Stephen Curry's Legend Grows Yet Again with 50-Point, All-Time Great Game 7 Win
What else can Stephen Curry possibly show us?
On Sunday, with his Golden State Warriors facing elimination and the prospect of one of the game's most decorated trios ending, Curry set a new all-time standard.
His 50 points are the most ever scored by an NBA player in a Game 7.
And in height-of-the-dynasty-Warriors fashion, Curry did much of the damage in the second half of Golden State's 120-100 victory over the Sacramento Kings.
Sacramento led 58-56 at the half. And with the thought of the Warriors' dismal 11-30 regular-season away record lingering, it felt like the Kings might actually end this thing.
This decade-plus run that includes four championships, two MVPs for Curry, a Defensive Player of the Year nod for Draymond Green, incalculable adversity for Klay Thompson and almost 13,000 minutes with all three on the floor was in real jeopardy.
Or maybe it wasn't.
Maybe we should've trusted Curry. Maybe we should've remembered the third-quarter avalanches we've seen from this team for years. Maybe we should've remembered the other times this team had its back against the wall in the playoffs.
Just last year, they trailed the Boston Celtics 2-1 in the Finals before rattling off three straight wins for the fourth title of this era. In 2018, they trailed the Houston Rockets 3-2 in the Western Conference Finals. They won that series in seven and then swept the Cleveland Cavaliers in the Finals. In 2016, they overcame a 3-1 deficit against the Oklahoma City Thunder.
Game 6 Klay made his presence known in plenty of those comebacks. Draymond's playmaking and defense were certainly important.
But the strongest and most consistent thread has always been Curry.
After his 50-point barrage on Sunday, Curry is now averaging 27.0 points per game in the playoffs, good for 10th all time. And in a career packed with massive individual performances, it's hard to remember many bigger than this.
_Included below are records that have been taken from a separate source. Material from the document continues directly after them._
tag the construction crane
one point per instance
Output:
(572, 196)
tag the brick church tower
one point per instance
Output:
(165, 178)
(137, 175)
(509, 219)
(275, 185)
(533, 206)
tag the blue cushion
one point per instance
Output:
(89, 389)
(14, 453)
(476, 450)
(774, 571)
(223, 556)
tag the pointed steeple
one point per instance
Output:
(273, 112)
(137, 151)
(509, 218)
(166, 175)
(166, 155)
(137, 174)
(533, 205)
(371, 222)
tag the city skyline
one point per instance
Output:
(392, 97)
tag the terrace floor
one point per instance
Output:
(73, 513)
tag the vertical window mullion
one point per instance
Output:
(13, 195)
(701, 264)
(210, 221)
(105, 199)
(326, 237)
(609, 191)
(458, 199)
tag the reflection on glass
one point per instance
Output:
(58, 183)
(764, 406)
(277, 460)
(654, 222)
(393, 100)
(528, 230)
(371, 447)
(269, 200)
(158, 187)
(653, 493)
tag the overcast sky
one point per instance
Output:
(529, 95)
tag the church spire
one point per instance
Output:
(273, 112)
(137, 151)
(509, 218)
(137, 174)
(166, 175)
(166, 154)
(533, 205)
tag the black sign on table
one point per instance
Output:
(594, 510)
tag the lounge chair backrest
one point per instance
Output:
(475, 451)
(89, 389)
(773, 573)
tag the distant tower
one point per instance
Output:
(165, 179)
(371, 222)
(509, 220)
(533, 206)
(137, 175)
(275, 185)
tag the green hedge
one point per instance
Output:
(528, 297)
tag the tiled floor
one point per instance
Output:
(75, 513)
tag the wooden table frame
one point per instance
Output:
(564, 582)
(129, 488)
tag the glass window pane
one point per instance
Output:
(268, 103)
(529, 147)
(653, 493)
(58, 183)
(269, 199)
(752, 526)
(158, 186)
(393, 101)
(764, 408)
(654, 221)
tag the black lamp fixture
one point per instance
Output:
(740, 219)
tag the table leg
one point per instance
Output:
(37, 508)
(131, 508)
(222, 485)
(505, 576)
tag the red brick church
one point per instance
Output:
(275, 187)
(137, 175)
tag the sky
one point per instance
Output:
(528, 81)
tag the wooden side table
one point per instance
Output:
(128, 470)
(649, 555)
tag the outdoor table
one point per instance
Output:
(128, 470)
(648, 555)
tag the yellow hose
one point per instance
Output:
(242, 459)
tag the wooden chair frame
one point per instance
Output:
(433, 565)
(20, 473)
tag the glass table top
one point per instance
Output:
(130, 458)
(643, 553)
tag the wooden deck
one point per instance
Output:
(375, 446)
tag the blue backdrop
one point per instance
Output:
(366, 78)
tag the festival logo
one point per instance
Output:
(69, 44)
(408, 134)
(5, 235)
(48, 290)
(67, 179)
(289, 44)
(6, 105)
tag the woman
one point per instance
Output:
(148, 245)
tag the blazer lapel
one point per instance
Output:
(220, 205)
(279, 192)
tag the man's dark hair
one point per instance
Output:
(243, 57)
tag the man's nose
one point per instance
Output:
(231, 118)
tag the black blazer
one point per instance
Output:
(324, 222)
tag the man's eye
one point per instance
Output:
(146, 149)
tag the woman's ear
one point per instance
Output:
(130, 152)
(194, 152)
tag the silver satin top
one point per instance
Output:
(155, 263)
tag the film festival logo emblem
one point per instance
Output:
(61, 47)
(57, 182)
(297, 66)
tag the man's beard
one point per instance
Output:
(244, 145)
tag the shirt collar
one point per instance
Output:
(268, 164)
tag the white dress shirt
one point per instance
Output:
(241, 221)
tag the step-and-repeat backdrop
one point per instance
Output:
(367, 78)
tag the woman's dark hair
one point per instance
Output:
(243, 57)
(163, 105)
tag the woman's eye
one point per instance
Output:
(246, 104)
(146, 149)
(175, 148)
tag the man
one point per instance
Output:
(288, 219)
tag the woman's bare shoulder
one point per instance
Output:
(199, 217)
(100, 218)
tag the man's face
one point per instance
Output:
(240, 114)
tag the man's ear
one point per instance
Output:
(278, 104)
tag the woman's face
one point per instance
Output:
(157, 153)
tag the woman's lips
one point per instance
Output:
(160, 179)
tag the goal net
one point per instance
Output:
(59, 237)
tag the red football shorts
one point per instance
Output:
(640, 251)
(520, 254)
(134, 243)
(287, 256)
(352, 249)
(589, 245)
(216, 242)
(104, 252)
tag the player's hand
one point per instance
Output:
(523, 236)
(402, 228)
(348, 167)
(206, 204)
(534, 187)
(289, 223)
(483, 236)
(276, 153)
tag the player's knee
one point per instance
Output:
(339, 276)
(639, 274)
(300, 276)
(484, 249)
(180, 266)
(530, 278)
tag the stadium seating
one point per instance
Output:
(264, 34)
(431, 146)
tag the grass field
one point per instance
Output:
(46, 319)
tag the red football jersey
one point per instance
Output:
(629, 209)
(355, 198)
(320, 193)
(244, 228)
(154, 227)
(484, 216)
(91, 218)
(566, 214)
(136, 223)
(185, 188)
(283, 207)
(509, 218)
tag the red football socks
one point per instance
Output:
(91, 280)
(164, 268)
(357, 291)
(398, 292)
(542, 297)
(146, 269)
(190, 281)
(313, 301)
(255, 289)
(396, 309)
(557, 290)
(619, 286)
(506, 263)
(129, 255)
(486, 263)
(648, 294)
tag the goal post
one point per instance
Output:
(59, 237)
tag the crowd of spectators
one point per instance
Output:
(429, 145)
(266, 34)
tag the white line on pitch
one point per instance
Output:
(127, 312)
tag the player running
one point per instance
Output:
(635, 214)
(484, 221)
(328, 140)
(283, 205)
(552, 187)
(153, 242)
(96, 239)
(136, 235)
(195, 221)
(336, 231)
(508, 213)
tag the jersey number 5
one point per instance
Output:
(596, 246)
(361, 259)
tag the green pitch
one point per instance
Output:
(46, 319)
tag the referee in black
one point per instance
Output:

Curry's 20 first-half points felt critical to keep the Warriors in the game. The team's second- and third-leading scorers in the regular season, Thompson and Jordan Poole, were a combined 3-of-16 before halftime. Each Curry bucket helped his team simply hang around.
And then came the wave that felt like 2015-16 all over again. That regular season, Golden State was a league-best plus-12.9 points per 100 possessions in third quarters. Curry averaged 9.9 points per third quarter. Again, a league high.
And while plenty of the onslaughts he led coming out of the break that season felt huge, especially in pursuit of the 73 wins they eventually piled up, they don't quite live up to Sunday.
Curry dropped 14 in the third against Sacramento. And he set the tone in Golden State's first possession of that frame with a step-back three over his former teammate, Harrison Barnes.
He converted four twos and three free throws over the rest of the frame, and the Warriors entered the fourth quarter up 10 (and boasted a whopping plus-56.3 net rating for the third).
But Curry wasn't satisfied. He one-upped himself with 16 in the final frame, including a pair of back-breaking threes.
First, with just under eight minutes left, he drilled a 27-footer over 6'8" Keegan Murray.
Less than two minutes later, he hit a corner three off an inbounds play that put the game fully out of reach for the upstart Kings.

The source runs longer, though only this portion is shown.